La foule se prosterne, l’éléphant plie les genoux, et la Reine de Saba, se laissant glisser de son épaule, descend sur les tapis et s’avance vers saint Antoine.
Sa robe en brocart d’or, divisée régulièrement par des falbalas de perles, de jais et de saphirs, lui serre la taille dans un corsage étroit rehaussé d’applications de couleur qui représentent les douze signes du Zodiaque. Elle a des patins très hauts dont l’un est noir et semé d’étoiles d’argent, avec un croissant de lune, et l’autre, qui est blanc, est couvert de gouttelettes d’or, avec un soleil au milieu.
Ses larges manches, garnies d’émeraudes et de plumes d’oiseaux, laissent voir à nu son petit bras rond orné, au poignet, d’un bracelet d’ébène ; et ses mains, chargées de bagues, se terminent par des ongles si pointus, que le bout de ses doigts ressemble presque à des aiguilles.
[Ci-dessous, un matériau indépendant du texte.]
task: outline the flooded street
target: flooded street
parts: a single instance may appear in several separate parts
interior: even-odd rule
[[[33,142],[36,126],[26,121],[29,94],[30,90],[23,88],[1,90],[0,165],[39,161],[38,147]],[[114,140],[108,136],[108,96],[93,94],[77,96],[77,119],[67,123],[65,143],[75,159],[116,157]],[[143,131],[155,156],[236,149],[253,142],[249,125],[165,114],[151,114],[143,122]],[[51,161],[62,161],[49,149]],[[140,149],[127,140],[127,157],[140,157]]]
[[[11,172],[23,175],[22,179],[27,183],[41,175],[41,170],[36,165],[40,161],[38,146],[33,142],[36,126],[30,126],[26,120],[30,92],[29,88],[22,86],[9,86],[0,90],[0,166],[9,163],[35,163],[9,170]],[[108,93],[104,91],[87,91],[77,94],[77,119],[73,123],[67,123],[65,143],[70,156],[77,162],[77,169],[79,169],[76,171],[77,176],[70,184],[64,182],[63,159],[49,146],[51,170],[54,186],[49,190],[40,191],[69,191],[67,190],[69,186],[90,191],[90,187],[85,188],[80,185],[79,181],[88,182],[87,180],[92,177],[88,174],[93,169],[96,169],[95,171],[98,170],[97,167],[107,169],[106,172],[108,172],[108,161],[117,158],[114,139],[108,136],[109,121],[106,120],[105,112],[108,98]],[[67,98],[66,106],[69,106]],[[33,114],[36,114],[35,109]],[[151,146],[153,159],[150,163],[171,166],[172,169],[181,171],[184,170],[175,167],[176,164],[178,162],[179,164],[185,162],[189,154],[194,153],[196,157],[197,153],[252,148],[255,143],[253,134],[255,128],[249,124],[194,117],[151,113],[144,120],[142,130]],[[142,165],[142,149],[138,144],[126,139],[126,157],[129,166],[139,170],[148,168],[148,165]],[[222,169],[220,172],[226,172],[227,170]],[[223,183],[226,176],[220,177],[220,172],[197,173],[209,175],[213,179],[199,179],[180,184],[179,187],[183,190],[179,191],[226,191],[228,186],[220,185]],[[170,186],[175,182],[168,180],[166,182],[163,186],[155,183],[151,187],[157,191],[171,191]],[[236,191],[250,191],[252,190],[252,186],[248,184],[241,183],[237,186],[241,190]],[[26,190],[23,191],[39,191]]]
Une chaîne d’or plate lui passant sous le menton monte le long de ses joues, s’enroule en spirale autour de sa haute coiffure, poudrée de poudre bleue, puis, redescendant, lui effleure les épaules et vient s’attacher sur la poitrine à un petit scorpion de diamant qui allonge la langue entre ses seins.
Deux grosses perles blondes tirent ses oreilles. Le bord de ses paupières est peint en noir. Elle a sur la pommette gauche une tache brune, et elle respire en ouvrant la bouche, comme si son corset la gênait.
Elle secoue, tout en marchant, un parasol vert à manche d’ivoire, entouré de sonnettes vermeilles, et douze négrillons crépus portent la longue queue de sa belle robe, dont un singe tient l’extrémité qu’il soulève de temps à autre, pour regarder dessous.
la reine de saba.

Ah ! bel ermite ! bel ermite ! mon cœur défaille !

antoine
en se reculant.

Va-t’en ! tu es une illusion ! je le sais, arrière !

la reine de saba.

À force de piétiner d’impatience, il m’est venu des calus au talon et j’ai cassé un de mes ongles. J’envoyais des bergers qui restaient debout sur les montagnes, la main étendue devant les yeux, et des chasseurs qui criaient ton nom dans les bois, et des espions qui parcouraient toutes les routes, en demandant à chaque passant : « L’avez-vous vu ? »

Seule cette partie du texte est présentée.